「トーマスクック」といえば、日本ではイギリスの旅行代理店というより、『ヨーロッパ鉄道時刻表(Thomas Cook European Rail Timetable)』の発行元、というイメージを持っておられる方が多いでしょう。
このトーマスクックの時刻表、1973年までは『Thomas Cook Continental Timetable(大陸時刻表)』を名乗っていたのですが、1974年からヨーロッパ以外の国の鉄道も扱う時刻表として『Thomas Cook International Timetable(国際時刻表)』に改題。1981年からは再びヨーロッパのみ扱う『Thomas Cook Continental Timetable』に戻り、1988年から『Thomas Cook European Timetable(ヨーロッパ時刻表)』、そして2005年から現在の『Thomas Cook European Rail Timetable(ヨーロッパ鉄道時刻表)』に改題しています。つまり、1977〜1980年のわずか4年でしたが、ヨーロッパ以外の国も扱っていた時期があったのです。
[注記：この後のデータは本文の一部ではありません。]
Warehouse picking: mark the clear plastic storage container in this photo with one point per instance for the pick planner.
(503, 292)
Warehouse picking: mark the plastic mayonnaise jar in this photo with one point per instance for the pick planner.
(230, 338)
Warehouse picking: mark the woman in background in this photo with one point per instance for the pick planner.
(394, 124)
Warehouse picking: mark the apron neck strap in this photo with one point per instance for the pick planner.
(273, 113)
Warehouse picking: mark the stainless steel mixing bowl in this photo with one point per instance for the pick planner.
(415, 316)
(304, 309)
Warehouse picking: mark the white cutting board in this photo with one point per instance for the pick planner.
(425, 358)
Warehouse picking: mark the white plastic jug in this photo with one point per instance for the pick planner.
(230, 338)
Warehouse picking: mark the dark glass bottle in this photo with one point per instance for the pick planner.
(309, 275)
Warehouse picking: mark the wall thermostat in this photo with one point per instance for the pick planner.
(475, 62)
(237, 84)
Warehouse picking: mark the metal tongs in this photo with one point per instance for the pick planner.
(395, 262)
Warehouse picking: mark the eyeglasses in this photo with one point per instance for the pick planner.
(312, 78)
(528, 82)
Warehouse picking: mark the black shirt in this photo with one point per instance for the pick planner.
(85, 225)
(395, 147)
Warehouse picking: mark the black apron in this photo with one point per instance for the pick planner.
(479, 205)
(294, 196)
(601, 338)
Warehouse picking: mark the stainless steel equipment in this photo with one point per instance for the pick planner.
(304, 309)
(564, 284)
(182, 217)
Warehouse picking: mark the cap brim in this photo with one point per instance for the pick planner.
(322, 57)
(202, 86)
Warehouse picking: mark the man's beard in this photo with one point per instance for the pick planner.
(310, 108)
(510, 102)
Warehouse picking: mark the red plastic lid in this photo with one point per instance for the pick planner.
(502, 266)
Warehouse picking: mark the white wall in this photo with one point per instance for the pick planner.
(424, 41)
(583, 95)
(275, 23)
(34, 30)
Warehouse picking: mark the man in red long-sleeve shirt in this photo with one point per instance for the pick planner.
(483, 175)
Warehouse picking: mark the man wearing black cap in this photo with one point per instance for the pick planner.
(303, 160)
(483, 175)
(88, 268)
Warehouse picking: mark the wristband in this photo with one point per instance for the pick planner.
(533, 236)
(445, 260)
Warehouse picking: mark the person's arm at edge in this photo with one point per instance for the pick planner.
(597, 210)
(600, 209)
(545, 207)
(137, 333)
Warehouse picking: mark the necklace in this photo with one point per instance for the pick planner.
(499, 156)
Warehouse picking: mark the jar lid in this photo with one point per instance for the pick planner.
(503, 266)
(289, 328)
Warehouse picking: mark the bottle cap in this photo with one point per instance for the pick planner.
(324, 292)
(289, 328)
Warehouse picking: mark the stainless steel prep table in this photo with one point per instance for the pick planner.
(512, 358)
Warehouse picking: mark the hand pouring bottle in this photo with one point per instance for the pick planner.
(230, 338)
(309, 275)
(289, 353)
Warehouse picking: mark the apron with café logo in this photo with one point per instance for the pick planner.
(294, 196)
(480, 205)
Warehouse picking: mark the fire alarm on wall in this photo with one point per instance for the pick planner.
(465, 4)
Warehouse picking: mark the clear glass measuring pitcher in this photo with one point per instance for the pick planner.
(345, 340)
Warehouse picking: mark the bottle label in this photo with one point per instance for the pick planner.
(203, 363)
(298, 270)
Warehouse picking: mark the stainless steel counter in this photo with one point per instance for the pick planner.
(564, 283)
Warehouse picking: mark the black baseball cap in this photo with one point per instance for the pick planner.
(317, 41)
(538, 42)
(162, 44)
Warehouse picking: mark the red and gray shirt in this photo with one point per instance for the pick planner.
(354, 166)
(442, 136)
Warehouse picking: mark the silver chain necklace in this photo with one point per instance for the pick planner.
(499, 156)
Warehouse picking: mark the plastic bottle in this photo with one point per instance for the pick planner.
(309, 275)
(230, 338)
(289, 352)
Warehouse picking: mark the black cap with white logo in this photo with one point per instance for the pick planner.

ただし、ヨーロッパ以外の鉄道については、『Continental』への再改称に併せて創刊した『Thomas Cook Overseas Timetable(海外時刻表)』に掲載されるようになり、これは現在も発行されています。来年には創刊30周年を迎えることになりますね。
わたしは1985年に『Overseas』を一度だけ購入したものの、その後は入手難から目に触れる機会すらなかったのですが、近年はネット書店で比較的容易に入手できるようになり、数年前から購入し続けています。
海外の用事が多いというわけではありませんし、昨年訪れた中国にしても、中国国内で発行されている『全国鉄路旅客列車時刻表』で用が足りていますので、別に購入する理由はないのですが、未知の国のダイヤを眺めながら「この列車にはどんな車両が使われているのだろう」「この列車は○○駅であの列車に抜かれるダイヤを組んでいるのだな」と、いろいろ考えるのが楽しいのです。このブログを見てくださっている方なら、その心情はご理解いただけるかと思います(笑)。
ただ、『Overseas』を読んでいると、複雑な思いに駆られることもしばしば。たとえば写真のイラクのページでは、ダイヤ欄に並ぶ「時刻不明」の記号がこの国の状況を表しています。ある意味、世界の現実を鉄道の視点からうかがうことができる良書といえるでしょうか。